辻にこだます

尾手メシ

第1話

 久しぶりに訪れた故郷は、宗一郎にはいささか他人行儀に見えた。

 駅前に伸びる通りは、一見、以前からの面影を色濃く残しているが、ところどころに見慣れぬ店が増えており、また、見慣れた店が減っている。駅前にランドマークのごとくに威容を誇っていたデパートが撤退したことも大きいだろう。建屋はそのまま残しつつ、現在は複合テナントビルとして活用されているのか、入口には複数の企業名が並んでいる。それでも往時の人出を思えばいかにも寂しさがあり、通りに薄く差す影は、ビル影ばかりではないのだろうと思われた。

 こうした故郷の変化は、中に暮らしている分には緩やかに過ぎていくのだろうが、宗一郎にはその変化がはっきりと立ち現れて感じられて、お前はもうこの街の者ではないのだと一線を引かれているようで、なんとも言えない気まずさがあった。かつて暮らした実家を手放してしまい、この街に、もうすでに宗一郎の寄る辺がないことも、宗一郎の疎外感を刺激する。


 駅前のホテルにチェックインを済ませ、一旦荷物を部屋に置いてから、宗一郎は再び外に出た。案内のあった同窓会の開始時刻まではまだずいぶんと時間がある。こんな機会でもなければ、そうそうこの街に来ることはないだろう。そう思えばこそ、この街を歩いてみようという気になった。

 宗一郎はこの街で多くの時間を過ごした。良いことも悪いこともあった。思い出したくないこともあった。それから逃げるように故郷から距離を取り、故郷を離れ、ついには実家すらも手放して、自身に絡まる一切のくびきを取り払った。そうしてようやく向き合えるような気がした。

 駅前の通りを真っ直ぐ進むと、ほどなく大きな幹線道路と交差する。その幹線道路と交わる十字路の向こうは短いながらも商店街となっていて、そこを抜けて山手の方に行けば宗一郎が通っていた小学校があり、反対には、平野に広がるように昔からの町並みが広がっている。その町並みの中には、よく通った駄菓子屋があり、いつも遊んでいた公園があり、手放してしまった実家があるはずである。そして、忘れたくても忘れられない彼の家も、かつては確かにそこにあった。

 宗一郎は駅前通りをゆっくりと歩く。懐かしさから歩みが遅くなっているわけではない。あの日の罪悪感が宗一郎の両足に纏わりついて、まるで刑場まで歩かされる罪人のように、ひどく重いものを引きずって歩いているからだ。そのくせ、その宗一郎に纏わりつく罪悪感は、けっして宗一郎を逃すまいと、宗一郎が足を止めることを許さなかった。

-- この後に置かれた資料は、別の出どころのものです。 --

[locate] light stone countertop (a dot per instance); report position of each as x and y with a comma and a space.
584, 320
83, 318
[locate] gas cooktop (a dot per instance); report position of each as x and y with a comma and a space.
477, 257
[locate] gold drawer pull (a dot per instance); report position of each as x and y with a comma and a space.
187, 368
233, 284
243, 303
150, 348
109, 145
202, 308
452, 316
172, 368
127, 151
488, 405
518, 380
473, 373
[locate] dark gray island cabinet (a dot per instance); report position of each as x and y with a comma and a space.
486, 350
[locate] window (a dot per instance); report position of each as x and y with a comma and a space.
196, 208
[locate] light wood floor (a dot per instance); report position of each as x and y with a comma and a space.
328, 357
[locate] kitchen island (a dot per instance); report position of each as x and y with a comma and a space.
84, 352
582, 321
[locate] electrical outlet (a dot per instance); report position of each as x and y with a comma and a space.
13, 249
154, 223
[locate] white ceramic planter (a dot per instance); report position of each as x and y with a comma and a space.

 辿り着いた十字路は、ここも往時の人出から比べると、通行人は減ったように思う。ただ、それでもそこそこの人数が行き交っており、ガヤガヤと騒がしい。

 宗一郎は十字路の端に立ち、道を渡るでもなく、ただぼうっと佇んだ。そうしていると、あの日のことが鮮明に思い出される。あの日もこうして彼と二人、十字路に立った。ただし、立っていたのは、今宗一郎がいる駅側ではなく、道路を渡った向こう側、商店街のほうである。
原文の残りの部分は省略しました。